A Piale, nel territorio di Villa San Giovanni, i cittadini segnalano ancora rubinetti completamente a secco. Dopo gli annunci sulla stabilizzazione della rete e l’intervento dell’autobotte, l’acqua non è ancora tornata nelle abitazioni
disservizi idrico a Villa San Giovanni

Villa San Giovanni – Doveva essere il giorno del ritorno alla normalità, ma a Piale l’acqua continua a non arrivare. È quanto segnalano questa mattina diversi cittadini del quartiere, alle prese ormai con il quarto giorno consecutivo di disservizio idrico.

Nelle scorse ore l’amministrazione comunale di Villa San Giovanni aveva comunicato che, dopo le manovre effettuate dai tecnici di Sorical fin dalle prime ore della giornata, la situazione si stava progressivamente stabilizzando e che la normale erogazione su tutto il territorio di Piale sarebbe dovuta riprendere nella mattinata odierna.

Ma, secondo le segnalazioni raccolte questa mattina, dai rubinetti continua a non uscire un goccio d’acqua. Una situazione che esaspera i residenti, costretti da giorni a fare i conti con l’assenza di un servizio essenziale.

L’emergenza era stata affrontata anche attraverso l’attivazione di un’autobotte, predisposta ieri dalle 18 in piazza Chiesa. L’acqua distribuita, tuttavia, è stata espressamente destinata esclusivamente all’uso igienico-sanitario e non al consumo umano.

L’amministrazione aveva inoltre spiegato che, a seguito delle disposizioni regionali, non sarebbe stato più possibile utilizzare l’autobotte per il riempimento diretto delle cisterne. La distribuzione è quindi avvenuta attraverso un punto di erogazione a rubinetto, una soluzione pensata per tamponare temporaneamente l’emergenza in attesa del ripristino della rete.

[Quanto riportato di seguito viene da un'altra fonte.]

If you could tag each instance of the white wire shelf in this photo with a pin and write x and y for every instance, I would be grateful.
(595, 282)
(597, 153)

Il problema, però, sembra tutt’altro che risolto. Le rassicurazioni sulla progressiva stabilizzazione dell’erogazione si scontrano questa mattina con una realtà diversa raccontata dai residenti: Piale resta senz’acqua.

Il disagio non riguarda soltanto le normali attività domestiche. L’assenza prolungata dell’acqua incide sull’igiene personale, sulla gestione delle abitazioni e sulle esigenze quotidiane di famiglie, anziani e persone fragili.

A questo punto resta da capire quando l’erogazione tornerà effettivamente alla normalità e se le manovre effettuate sulla rete idrica saranno sufficienti a garantire un flusso regolare in tutte le zone del quartiere.

Dopo quattro giorni di disservizio, la richiesta dei cittadini è semplice e urgente: avere nuovamente l’acqua nelle proprie case e conoscere con chiarezza i tempi reali della soluzione dell’emergenza.

L’attenzione resta quindi puntata sulla rete idrica di Piale e sugli interventi di Sorical. In attesa di ulteriori comunicazioni ufficiali, per i residenti l’emergenza, almeno questa mattina, non può ancora considerarsi conclusa.